Malgré ma fatigue et mes yeux qui ne demandent qu'à se fermer, je résiste. Les autres doivent déjà dormir. Je sais que des moments comme celui-là ne se représenteront pas dix fois. Alors je ne dis rien et savoure religieusement cet instant, le regardant dans les yeux. C'est lui qui finit par briser le silence :

– Tu sais, je pense que tu ferais un très bon chef.

– Mais... Tu as dit que...

– Chutttt, fait-il en posant un doigt sur ma bouche. Il n'y a que les idiots qui ne changent pas d'avis.

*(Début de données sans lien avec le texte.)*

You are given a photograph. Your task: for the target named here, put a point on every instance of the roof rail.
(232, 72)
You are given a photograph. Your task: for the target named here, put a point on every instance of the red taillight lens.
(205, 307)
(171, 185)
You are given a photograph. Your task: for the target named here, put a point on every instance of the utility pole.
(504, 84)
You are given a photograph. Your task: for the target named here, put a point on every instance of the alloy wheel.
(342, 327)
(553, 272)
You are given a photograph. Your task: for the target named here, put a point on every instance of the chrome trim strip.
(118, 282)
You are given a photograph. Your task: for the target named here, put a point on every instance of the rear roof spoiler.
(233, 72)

Je ne conteste pas plus et savoure ce moment si unique. Le contact de son doigt sur ma bouche m'a totalement renversée. Il a dû le sentir. Je rougis. Je vais poser ma main sur la sienne. Je vais le faire. Je le peux. Je décale progressivement ma main pour qu'elle arrive à quelques centimètres de ma sienne. Je m'apprête à l'effleurer quand un sentiment de découragement m'envahit. Pourquoi m'aimerait-il moi, alors qu'il a Catherine, la plus belle femme au monde, qui lui tend les bras ? Pourquoi m'aimerait-il moi, le vilain petit canard? Il n'a aucune raison. Et s'il repoussait ma main ? Je ne pourrais pas subir une honte de plus, j'ai eu mon lot aujourd'hui. Alors je m'endors sans rien faire, pleine de honte, de regrets et d'envie.